Kiew fordert in seinem Friedensplan, dass die russischen Truppen abgezogen werden und der Grenzverlauf nach dem Zerfall der Sowjetunion 1991 wiederhergestellt wird. Außerdem soll Russland für seine Taten zur Rechenschaft gezogen werden. Das schmeckt Lawrow wie auch Kreml-Chef Wladimir Putin gar nicht. Besser schien Russland eine Initiative für einen Friedensplan aus Afrika zu gefallen.

Video aus dem Ukraine-Krieg: Russland startet „massiven Raketenangriff“

Lawrow poltert gegen Friedensplan der Ukraine: „Russland soll kapitulieren und seine Waffen begrenzen“

Im weiteren Verlauf des Interviews geht es um den eskalierte Nahost-Konflikt, zu dessen Beilegung laut dem 74-Jährigen eine Zusammenarbeit zwischen Russland, den USA, der UN und der EU nötig sei. Wegen der aktuellen Diskrepanz zwischen den verschiedenen Hauptakteuren wird Lawrow noch einmal dazu befragt, inwiefern Friedensgespräche möglich seien, wenn sich beide Seiten nicht trauen würden.

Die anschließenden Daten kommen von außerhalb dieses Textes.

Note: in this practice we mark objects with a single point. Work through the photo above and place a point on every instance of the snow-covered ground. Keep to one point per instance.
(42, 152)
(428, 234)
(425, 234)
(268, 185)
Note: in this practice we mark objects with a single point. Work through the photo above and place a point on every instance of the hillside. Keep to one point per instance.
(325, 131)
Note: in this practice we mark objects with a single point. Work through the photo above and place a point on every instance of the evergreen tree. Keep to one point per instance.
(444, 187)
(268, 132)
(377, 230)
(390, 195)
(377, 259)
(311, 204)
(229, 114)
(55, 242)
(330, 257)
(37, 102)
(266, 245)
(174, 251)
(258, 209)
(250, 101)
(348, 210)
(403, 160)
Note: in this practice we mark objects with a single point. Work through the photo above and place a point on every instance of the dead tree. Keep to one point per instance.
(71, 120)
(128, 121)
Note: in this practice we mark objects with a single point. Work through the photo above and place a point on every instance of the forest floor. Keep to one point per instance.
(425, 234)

„Wir sind immer noch gesprächsbereit, aber nicht auf der Grundlage dieser ‚Selenskyj-Formeln‘“, betont Lawrow, um nachzuschieben: „Wie kann ein seriöser Politiker in Washington, Brüssel, London, Paris, Berlin erklären, dass die ‚Selenskyj-Formel‘ keine Alternative hat?“

Dann zählt er auf: „Die Essenz dieser Formel: Russland muss kapitulieren, Russland muss die Krim verlassen, den Donbass, Noworossija, Russland muss Entschädigungen zahlen, die russische Führung muss nach Den Haag kommen und sich dem Tribunal ergeben, und Russland muss sich freiwillig bereit erklären, seine Waffen zu begrenzen, zumindest in den an Europa angrenzen Gebieten.“ Erst vor wenigen Tagen hatte der Außenminister die Krim zum integralen Teil Russlands erklärt und sich damit jegliche Diskussionen um eine Rückgabe an die Ukraine verboten.

Lawrow schürt Angst in annektierte Gebieten: Angeblich plant Ukraine Völkermord nach Russlands Abzug

Im Weiteren spricht Lawrow der Ukraine ab, neutral zu sein, in guter Nachbarschaft mit den anderen ehemaligen Sowjetstaaten zu leben und die Menschenrechte sowie die Rechte von nationalen Minderheiten zu respektieren. Außerdem schürt er die Angst, die Ukraine könnte in den aktuell von Russland gehaltenen Gebieten nach einem Abzug von Moskaus Truppen einen Völkermord begehen. Als Beleg zieht er ein angebliches Zitat einer nicht näher benannten ukrainischen Parlamentarierin heran, die eine öffentliche Massen-Hinrichtung auf der Krim gefordert haben soll.

Es ist eine weitere Drohgebärde, um die in den annektierten Gebieten lebenden Menschen und die Staaten, die Russland trotz der Gräueltaten noch nicht völlig entsagt haben, aufzurütteln. Der Kreml inszeniert sich auf diesem Weg als Schutzmacht für die Bevölkerung, die angeblich von Moskau befreit wird.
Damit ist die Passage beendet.